The illusion here is that a process can only see that it reads address 0x803FFFFC while the operating system knows the translated address being used to access the memory. We thus call 0x803FFFFC the virtual address in this case and, for every process, it is translated into a physical address for the actual memory access.

Address translation

Let's read a data structure recording the translation from virtual to physical addresses.

c
/* library/egos.h */
#define RAM_END         0x80600000
#define APPS_PAGES_BASE 0x80400000

/* earth/cpu_mmu.c */
#define PAGE_SIZE       4096
#define APPS_PAGES_CNT  (RAM_END - APPS_PAGES_BASE) / PAGE_SIZE
struct page_info {
    int use;
    int pid;
    uint vpage_no;
} page_info_table[APPS_PAGES_CNT];

In egos-2000, the 2MB region of [APPS_PAGES_BASE, RAM_END) holds the code, data, heap and stack of all processes. Therefore, if a process reads a virtual address like 0x803FFFFC, it will be translated into some physical address in this 2MB region. This 2MB is splitted into 512 pages (i.e., APPS_PAGES_CNT=512), and each page is 4KB (i.e., PAGE_SIZE).

There is a struct page_info for each of the 512 pages recording the translation details. Suppose the operating system allocates page #6 (i.e., [0x80406000, 0x80407000)) for the stack of a process with pid=7.

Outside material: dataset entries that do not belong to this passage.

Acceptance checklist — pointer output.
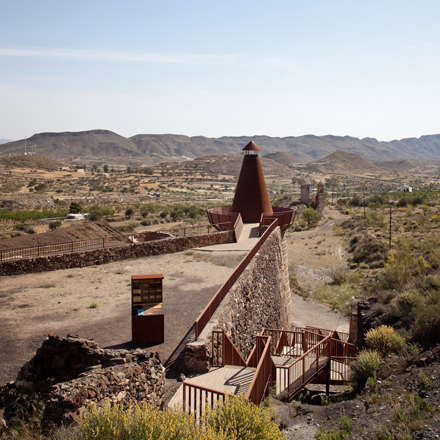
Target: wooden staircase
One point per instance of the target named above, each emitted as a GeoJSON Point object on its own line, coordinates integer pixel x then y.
{"type": "Point", "coordinates": [287, 360]}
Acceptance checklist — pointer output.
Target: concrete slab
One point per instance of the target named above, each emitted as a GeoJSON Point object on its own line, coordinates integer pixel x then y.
{"type": "Point", "coordinates": [229, 379]}
{"type": "Point", "coordinates": [247, 241]}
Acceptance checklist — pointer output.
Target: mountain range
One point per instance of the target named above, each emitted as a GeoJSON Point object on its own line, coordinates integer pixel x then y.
{"type": "Point", "coordinates": [104, 146]}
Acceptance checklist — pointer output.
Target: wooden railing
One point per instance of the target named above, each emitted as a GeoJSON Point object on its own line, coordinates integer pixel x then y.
{"type": "Point", "coordinates": [291, 378]}
{"type": "Point", "coordinates": [185, 231]}
{"type": "Point", "coordinates": [340, 368]}
{"type": "Point", "coordinates": [99, 243]}
{"type": "Point", "coordinates": [209, 310]}
{"type": "Point", "coordinates": [224, 352]}
{"type": "Point", "coordinates": [265, 373]}
{"type": "Point", "coordinates": [197, 398]}
{"type": "Point", "coordinates": [70, 246]}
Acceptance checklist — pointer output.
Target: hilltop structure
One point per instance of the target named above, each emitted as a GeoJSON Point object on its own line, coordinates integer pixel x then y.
{"type": "Point", "coordinates": [251, 200]}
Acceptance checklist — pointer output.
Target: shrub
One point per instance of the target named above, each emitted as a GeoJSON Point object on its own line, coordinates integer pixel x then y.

  • The virtual address region [0x803FF000, 0x80400000) of this process directly translates to the physical address region [0x80406000, 0x80407000). In other words, 0x803FFXXX will be translated to physical address 0x80406XXX for any XXX in [0, PAGE_SIZE).

  • To record such translation in the data structure, page_info_table[6].pid should be set to 7 and page_info_table[6].vpage_no should be set to 0x803FF. We call 0x803FF the virtual page number, call 6 the physical page ID, call 0x80406 the physical page number, and lastly call XXX the offset within the page.

TIP

To make sure you understand, here is a simple exercise. Suppose the operating system allocates page #195 out of the 512 pages for the stack top of a process with pid=12. Suppose the process reads virtual address 0x803FF234 within its stack. What is the virtual page number, physical page number, physical page ID, and offset respectively for the address translation here?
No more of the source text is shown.